Plusieurs facteurs rendaient le cas du licenciement pour faute grave de Miloud Hadjji particulièrement complexe à analyser. Tout d’abord, ses propos en lien avec la religion musulmane prenaient une résonance particulière en décembre 2015, quelques semaines après les attentats du 13 novembre. “Je demande à tous mes contacts musulmans ou pas à diffuser le coran en masse”, écrivait-il notamment. Miloud Hadjji assure de son côté avoir simplement voulu partager une traduction du Coran pour “discuter avec les gens”.

Autre facteur contextuel, la campagne des élections régionales qui se jouaient à ce moment-là. Parmi les publications sur sa page personnelle incriminées par sa direction, un appel à ne pas voter au second tour qui opposait Marion Maréchal-Le Pen (FN) à Christian Estrosi (LR), jugeant les deux candidats “islamophobes”. Mis à pied début décembre dans la foulée de cette publication, il apprenait son licenciement deux semaines plus tard, la veille du second tour.

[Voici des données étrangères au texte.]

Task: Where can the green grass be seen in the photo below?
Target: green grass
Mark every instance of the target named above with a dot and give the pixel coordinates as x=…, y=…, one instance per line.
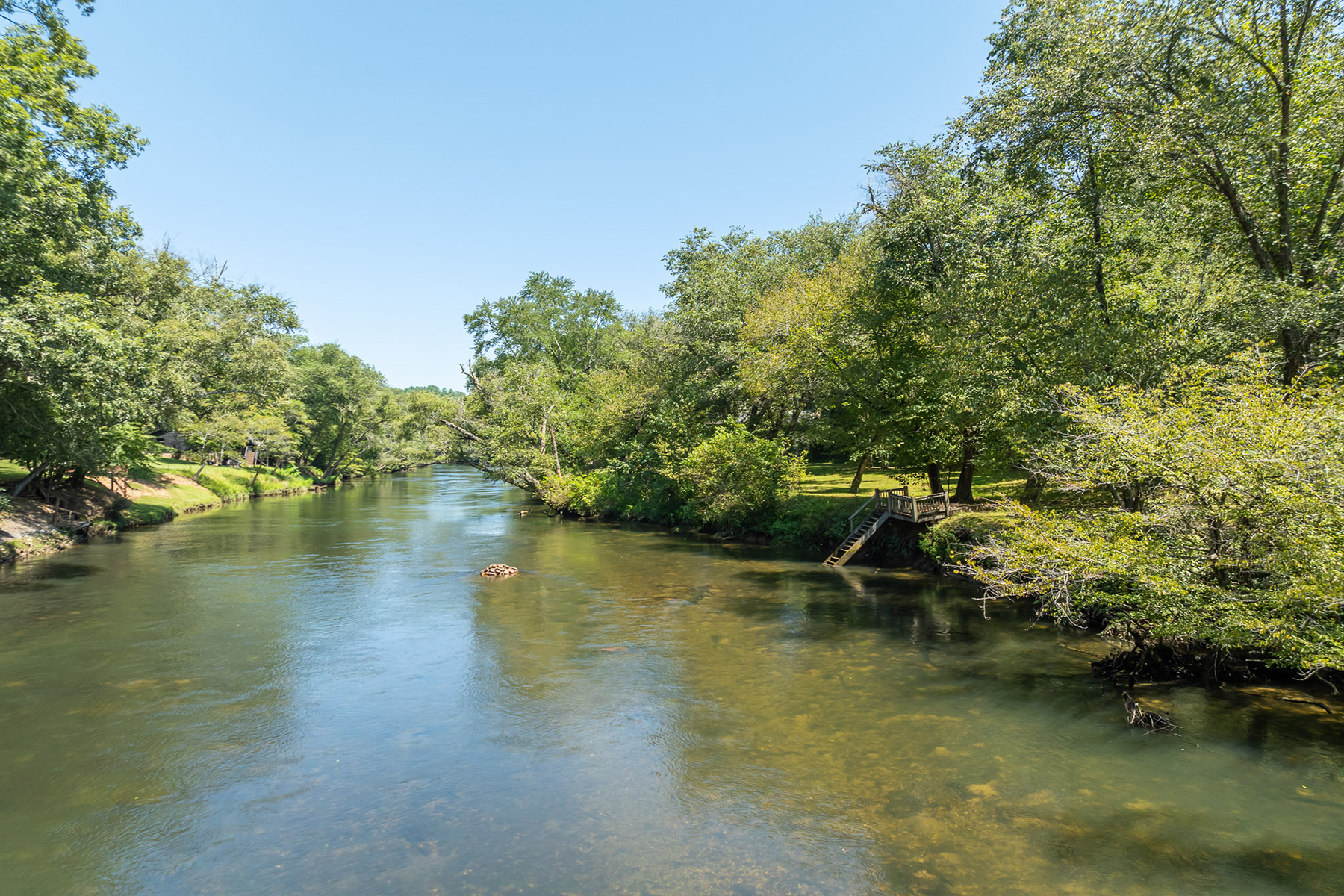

Poussé par une lettre du directeur général des services de la Ville de Salon, le licenciement était motivé dans une lettre. Il était notamment indiqué que ces écrits sur les réseaux sociaux contenaient des “attaques directes contre le parti politique auquel appartient le maire de Salon-de-Provence, candidat sur la liste conduite par Monsieur Estrosi”. Lors de l’audience qui s’est tenue devant les prud’hommes en avril dernier, l’avocate de Miloud Hadjji n’avait pas manqué de relever que d’autres billets d’humeur publiés auparavant n’avaient jamais heurté sa direction et la municipalité auparavant, notamment “ceux dans lesquels mon client soutenait le maire de Salon-de-Provence”.

Mis à disposition de la municipalité pour une mission dans le cadre de la politique de la ville, sa direction et la mairie ont à plusieurs reprises argumenté sur la question d’une neutralité à laquelle le travailleur social aurait été tenu, y compris en ligne, bien qu’il ne soit pas fonctionnaire. Le conseil des prud’hommes a donc tranché dans le sens d’une interprétation différente.

“Satisfait et en colère”

Contacté après qu’il ait eu connaissance de la décision, Miloud Hadjji se dit “un peu mitigé, satisfait et en colère”La réintégration à son poste était pour lui un impératif, alors qu’il n’a à ce jour pas retrouvé de travail suite à ce licenciement, il devrait donc faire appel de la décision. Un autre motif le déçoit : il souhaitait que le qualificatif de “discrimination” soit retenu parmi les facteurs aggravants. “Il y a eu une volonté de me mettre l’étiquette de terroriste, ça je ne l’accepterai jamais. Je suis né en France, je suis un produit de l’Éducation nationale, je connais mes droits”.

La direction de la mission locale s’est de son côté limitée à qualifier la décision d’“étonnante” et n’a pas souhaité commenter davantage avant d’avoir pris connaissance du jugement dans son intégralité.